Part of the fun of covering artists is listening to their ideas unspool during an interview. Ofstedahl talked about taking inspiration for his paintings from single-celling microorganisms from the deep sea and a bee’s eye. Then he spoke of the branching patterns and their essentialness to life.

“To me, it’s a very important structure, and how we see that at different levels in nature and it’s always providing something, like blood or the water or nutrients,” he said. “… It’s obviously a very important structure or pattern at so many different levels in nature.”

This shows part of the joy of the Austin ArtWorks Festival. At its core, this idea is equal parts commonplace and profound, insightful and obvious. Yet, it’s an idea most of us rarely stop to consider in the hustle and bustle of our everyday lives.

ArtWorks, like most good art and literature, challenges us to slow down and consider ideas; it challenges to give into our creative sides.
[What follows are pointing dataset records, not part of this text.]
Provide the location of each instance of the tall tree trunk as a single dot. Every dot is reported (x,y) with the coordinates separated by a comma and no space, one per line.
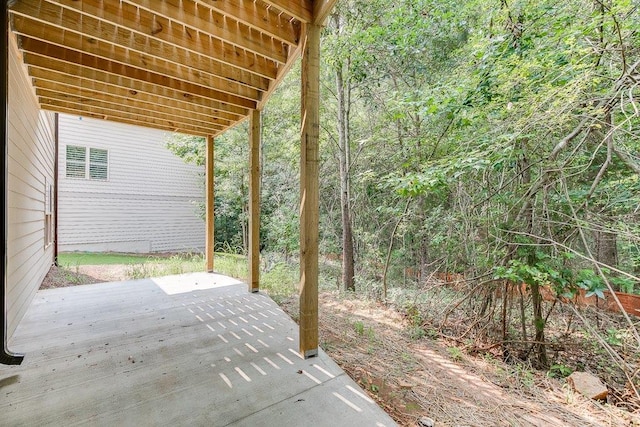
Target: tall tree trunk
(348,264)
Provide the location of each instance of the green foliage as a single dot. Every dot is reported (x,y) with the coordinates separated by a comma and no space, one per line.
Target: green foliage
(455,354)
(592,282)
(558,370)
(539,269)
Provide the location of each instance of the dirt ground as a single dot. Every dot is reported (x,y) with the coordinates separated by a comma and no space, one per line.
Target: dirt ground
(418,378)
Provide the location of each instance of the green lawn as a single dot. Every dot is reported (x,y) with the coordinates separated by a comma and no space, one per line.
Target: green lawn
(92,258)
(280,280)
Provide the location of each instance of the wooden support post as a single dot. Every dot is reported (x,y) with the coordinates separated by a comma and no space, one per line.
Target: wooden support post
(254,202)
(309,216)
(209,198)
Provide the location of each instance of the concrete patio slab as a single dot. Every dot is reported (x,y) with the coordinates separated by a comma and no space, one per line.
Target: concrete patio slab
(194,349)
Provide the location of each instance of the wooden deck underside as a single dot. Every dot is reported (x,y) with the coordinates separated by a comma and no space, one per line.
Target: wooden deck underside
(193,349)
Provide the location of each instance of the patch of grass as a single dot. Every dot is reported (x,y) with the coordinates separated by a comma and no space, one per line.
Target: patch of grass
(231,265)
(455,353)
(416,332)
(280,282)
(358,326)
(559,370)
(108,258)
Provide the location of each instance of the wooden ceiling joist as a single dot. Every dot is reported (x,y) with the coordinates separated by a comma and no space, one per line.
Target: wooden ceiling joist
(206,21)
(301,10)
(269,21)
(89,97)
(48,79)
(173,32)
(136,43)
(191,66)
(132,86)
(117,54)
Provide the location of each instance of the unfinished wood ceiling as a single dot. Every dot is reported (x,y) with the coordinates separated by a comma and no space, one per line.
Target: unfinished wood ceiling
(190,66)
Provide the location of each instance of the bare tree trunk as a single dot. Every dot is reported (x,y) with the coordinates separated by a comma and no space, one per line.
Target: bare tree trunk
(342,90)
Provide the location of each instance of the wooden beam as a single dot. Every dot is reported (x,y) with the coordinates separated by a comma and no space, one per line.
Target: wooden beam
(93,28)
(157,27)
(135,87)
(83,101)
(65,76)
(121,117)
(309,183)
(301,10)
(264,19)
(282,73)
(214,24)
(254,201)
(106,66)
(209,208)
(322,9)
(6,357)
(93,97)
(123,55)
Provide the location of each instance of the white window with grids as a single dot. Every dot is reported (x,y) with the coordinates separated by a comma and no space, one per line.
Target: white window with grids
(87,163)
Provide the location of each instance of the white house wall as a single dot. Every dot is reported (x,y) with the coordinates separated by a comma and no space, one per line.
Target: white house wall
(149,203)
(30,169)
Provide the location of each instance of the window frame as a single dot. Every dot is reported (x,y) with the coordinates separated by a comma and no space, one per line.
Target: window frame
(90,162)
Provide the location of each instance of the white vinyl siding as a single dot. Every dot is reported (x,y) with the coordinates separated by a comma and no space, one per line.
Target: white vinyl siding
(30,177)
(149,202)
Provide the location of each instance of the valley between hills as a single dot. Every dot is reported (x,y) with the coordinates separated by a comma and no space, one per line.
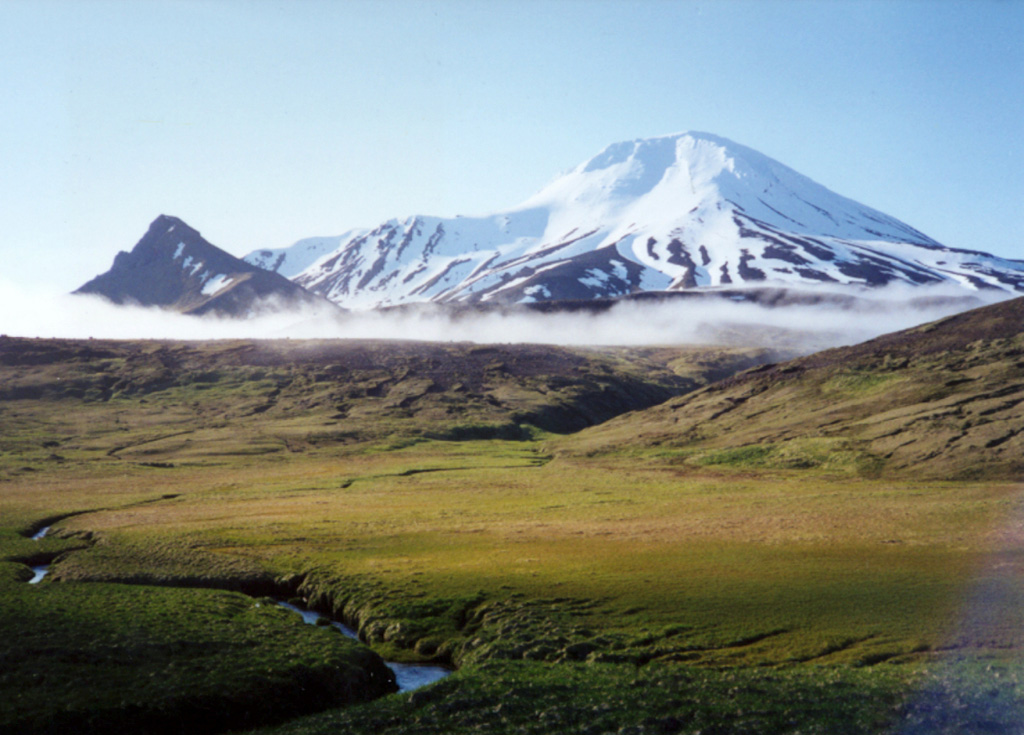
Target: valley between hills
(662,539)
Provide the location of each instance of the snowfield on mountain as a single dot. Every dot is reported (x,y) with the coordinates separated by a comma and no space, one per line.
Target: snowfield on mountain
(680,212)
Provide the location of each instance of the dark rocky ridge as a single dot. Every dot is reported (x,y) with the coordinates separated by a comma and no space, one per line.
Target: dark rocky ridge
(173,267)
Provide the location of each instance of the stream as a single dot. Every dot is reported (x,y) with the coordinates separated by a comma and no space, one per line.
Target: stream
(39,571)
(407,676)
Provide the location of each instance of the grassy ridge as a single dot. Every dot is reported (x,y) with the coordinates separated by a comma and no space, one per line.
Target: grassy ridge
(99,658)
(782,584)
(942,400)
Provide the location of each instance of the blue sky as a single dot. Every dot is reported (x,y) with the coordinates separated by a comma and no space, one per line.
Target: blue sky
(260,122)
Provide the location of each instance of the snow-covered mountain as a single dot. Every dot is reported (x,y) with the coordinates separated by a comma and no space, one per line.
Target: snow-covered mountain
(174,267)
(679,212)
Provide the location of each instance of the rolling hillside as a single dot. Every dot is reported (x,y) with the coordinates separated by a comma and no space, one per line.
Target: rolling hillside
(942,399)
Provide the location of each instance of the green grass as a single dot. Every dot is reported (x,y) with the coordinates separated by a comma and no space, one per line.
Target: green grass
(523,697)
(753,580)
(124,658)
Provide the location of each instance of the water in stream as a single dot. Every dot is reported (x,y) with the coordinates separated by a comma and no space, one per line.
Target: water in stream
(407,676)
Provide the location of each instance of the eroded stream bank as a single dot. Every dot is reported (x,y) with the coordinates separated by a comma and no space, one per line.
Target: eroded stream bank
(408,676)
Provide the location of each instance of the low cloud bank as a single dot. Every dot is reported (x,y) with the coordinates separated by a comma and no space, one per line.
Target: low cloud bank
(801,327)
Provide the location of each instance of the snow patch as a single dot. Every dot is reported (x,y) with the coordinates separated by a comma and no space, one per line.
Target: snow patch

I’ll give an example. I’d spent a good deal of the Friday afternoon before ArtWorks writing a complicated courts story, which was essentially three stories in one. The task left little room for interpretation or creativity. The key object is clarity, not to mention a thorough need to ensure accuracy.

Much of the task felt like I was pulling teeth — or, to use a metaphor more fit for this column: like I was pulling the tusks from the elephant in Felten’s painting, only the machine gun was pointed right at me.

(I know, I’m sure my Pulitzer for witty art metaphors is in the mail.)

But that’s what the ArtWorks Festival — and the commission and art in general — should do: Pull us away from the everyday and challenge us to polish our creative lenses, and that shouldn’t be limited to the festival.